Now we examine random assignment. Random assignment controls the effects of confounding variables that a researcher cannot control directly or that are difficult to identify in advance.
Medical researchers conducted an experiment to compare two different types of surgery for children with hernias. They compared the recovery times for each type of surgery. The two surgery types are laparoscopic repair (a surgery that involves three small incisions) and open repair (a surgery that involves one large incision). Researchers identified a variety of variables that might influence recovery time, such as child’s age, weight, and physical fitness level.
Let’s consider one of these variables: age. How could the researchers control the impact of age on recovery time?
Direct control involves use of children of the same age. For example, researchers might use only 10-year-old children in the experiment. But it may be difficult to find enough 10-year-old children with hernias. So how do researchers create treatment groups that are similar with respect to age? One way is to assign children at random to treatment groups.

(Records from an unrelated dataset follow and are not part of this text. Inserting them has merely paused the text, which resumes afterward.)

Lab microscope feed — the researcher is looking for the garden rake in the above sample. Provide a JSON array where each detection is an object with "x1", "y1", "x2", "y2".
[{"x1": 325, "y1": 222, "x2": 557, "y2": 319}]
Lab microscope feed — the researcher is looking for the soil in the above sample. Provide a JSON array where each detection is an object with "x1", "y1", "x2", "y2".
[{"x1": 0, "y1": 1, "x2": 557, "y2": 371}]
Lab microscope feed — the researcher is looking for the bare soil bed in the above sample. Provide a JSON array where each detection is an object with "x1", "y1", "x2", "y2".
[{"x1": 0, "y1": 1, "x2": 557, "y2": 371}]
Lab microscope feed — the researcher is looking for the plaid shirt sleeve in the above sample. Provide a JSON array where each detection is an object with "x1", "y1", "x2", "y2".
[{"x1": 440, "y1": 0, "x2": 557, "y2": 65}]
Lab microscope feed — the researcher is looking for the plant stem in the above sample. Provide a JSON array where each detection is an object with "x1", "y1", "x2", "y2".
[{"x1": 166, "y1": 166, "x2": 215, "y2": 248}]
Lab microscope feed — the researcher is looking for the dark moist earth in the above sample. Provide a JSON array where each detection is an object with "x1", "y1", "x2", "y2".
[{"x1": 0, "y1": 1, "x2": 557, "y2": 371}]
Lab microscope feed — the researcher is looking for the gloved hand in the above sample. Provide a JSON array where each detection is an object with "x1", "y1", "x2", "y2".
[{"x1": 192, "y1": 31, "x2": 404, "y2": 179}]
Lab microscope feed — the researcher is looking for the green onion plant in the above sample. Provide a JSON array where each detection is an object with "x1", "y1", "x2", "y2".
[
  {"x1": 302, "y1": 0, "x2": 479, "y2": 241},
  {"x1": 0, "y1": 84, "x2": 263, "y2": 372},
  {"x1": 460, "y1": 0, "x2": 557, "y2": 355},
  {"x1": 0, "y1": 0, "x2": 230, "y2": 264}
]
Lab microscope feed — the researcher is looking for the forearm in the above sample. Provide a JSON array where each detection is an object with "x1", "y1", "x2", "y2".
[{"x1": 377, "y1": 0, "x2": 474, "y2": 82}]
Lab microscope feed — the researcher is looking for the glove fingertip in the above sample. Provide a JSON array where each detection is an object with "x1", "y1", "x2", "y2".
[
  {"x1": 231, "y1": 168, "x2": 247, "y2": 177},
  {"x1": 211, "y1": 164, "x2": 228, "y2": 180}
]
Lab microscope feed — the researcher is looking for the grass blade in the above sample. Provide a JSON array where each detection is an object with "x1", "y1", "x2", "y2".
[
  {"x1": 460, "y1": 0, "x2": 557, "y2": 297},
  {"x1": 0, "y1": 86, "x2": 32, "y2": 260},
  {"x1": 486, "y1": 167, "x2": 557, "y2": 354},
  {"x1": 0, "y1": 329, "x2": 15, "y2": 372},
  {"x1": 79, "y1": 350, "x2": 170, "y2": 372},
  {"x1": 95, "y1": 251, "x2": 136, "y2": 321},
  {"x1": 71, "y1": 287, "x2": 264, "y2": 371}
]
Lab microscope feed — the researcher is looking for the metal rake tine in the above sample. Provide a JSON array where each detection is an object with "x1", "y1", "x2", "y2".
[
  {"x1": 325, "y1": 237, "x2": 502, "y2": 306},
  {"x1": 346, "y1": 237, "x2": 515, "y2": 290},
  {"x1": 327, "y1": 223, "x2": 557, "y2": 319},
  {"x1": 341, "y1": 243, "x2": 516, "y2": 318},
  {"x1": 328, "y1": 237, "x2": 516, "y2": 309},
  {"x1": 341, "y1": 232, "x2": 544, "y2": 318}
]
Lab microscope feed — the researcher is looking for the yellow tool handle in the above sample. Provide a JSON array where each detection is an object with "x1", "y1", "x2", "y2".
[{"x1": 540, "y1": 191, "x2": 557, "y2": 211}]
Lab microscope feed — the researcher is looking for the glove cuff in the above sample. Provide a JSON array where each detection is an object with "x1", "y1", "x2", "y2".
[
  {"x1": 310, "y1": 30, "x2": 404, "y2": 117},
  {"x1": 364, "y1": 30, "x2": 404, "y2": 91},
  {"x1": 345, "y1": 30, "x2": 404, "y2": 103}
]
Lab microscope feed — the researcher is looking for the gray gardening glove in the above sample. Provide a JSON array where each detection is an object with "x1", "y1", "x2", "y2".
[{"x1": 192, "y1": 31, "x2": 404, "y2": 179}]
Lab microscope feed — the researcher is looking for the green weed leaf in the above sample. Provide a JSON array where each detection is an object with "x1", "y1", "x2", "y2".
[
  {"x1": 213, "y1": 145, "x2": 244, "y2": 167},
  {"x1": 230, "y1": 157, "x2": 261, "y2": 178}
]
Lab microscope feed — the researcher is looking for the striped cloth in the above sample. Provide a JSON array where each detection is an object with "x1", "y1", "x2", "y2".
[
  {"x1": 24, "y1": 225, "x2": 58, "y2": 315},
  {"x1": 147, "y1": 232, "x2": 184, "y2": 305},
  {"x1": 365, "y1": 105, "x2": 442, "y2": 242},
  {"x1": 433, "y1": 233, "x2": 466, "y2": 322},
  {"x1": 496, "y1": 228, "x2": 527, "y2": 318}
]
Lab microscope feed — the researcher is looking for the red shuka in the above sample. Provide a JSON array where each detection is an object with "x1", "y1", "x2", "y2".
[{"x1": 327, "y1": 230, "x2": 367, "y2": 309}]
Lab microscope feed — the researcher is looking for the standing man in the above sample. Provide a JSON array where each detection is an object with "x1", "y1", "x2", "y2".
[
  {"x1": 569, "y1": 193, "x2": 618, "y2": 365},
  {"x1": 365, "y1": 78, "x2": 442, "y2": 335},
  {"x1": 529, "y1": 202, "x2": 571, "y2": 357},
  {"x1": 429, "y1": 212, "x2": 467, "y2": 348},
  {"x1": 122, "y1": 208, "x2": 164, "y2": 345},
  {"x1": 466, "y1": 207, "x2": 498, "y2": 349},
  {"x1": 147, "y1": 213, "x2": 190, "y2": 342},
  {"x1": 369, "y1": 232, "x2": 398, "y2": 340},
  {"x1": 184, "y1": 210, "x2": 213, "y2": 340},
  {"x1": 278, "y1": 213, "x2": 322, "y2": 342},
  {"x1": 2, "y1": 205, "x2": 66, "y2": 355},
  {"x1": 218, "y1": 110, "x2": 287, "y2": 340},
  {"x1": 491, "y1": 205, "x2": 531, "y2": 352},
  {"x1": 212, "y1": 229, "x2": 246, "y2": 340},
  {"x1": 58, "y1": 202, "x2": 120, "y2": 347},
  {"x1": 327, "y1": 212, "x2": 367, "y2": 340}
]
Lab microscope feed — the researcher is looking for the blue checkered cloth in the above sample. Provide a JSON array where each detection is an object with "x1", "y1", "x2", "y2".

The goal of random assignment is to create similar groups with respect to age, weight, and other characteristics that might influence recovery time. To illustrate how random assignment creates similar groups, we focus on age. Here is a dotplot of the ages of the 48 children with hernias who participated in this experiment. Each dot represents a child. The average age of the 48 children is 8.29 years.
If random assignment is working, the average age for each treatment group should be about equal. We see how random assignment works in the next activity.
Click Random Assignment to randomly assign the 48 children to the two treatments. Repeat this process several times to investigate whether random assignment creates groups with similar ages. The average age is labeled as the mean and marked with a vertical line. Compare the average ages for the treatment groups.
What Is the Main Point?
The goal of random assignment is to create similar treatment groups. If the groups are similar, then any differences we see in the response variable are due to the differences in treatments. In this way, random assignment controls the impact of confounding variables. Random assignment in an experiment eliminates confounding, just as random selection in a survey eliminates bias.
How do we make random assignments? We use any method that allows random chance to choose the treatment for each participant. Random assignment means that each participant has an equal chance of receiving any one of the treatment options. For example, in the hernia experiment, you could put every child’s name in a hat. The first 24 names drawn get the first treatment. The rest of the children get the second treatment. You could also flip a coin. Heads means the child is assigned to the first treatment. This method could create groups with slightly different sizes, which is fine.
The following paragraph is from a 1999 USA Today article titled “Heart care reflects race and sex, not symptoms.”
“Previous research suggested that blacks and women were less likely than whites and men to get cardiac catheterization or coronary bypass surgery for chest pain or a heart attack. Scientists blamed differences in illness severity, insurance coverage, patient preference, and health care access. The researchers eliminated those differences by videotaping actors – two black men, two white men, two black women, two white women – describing chest pain from identical scripts. They wore identical gowns, used identical hand gestures, and were taped from the same position. Researchers asked 720 primary care doctors at meetings of the American College of Physicians or the American Academy of Family Physicians to watch a tape and recommend care. The doctors thought the study focused on clinical decision making.”
Researchers rolled a four-sided die to determine which video each doctor watched.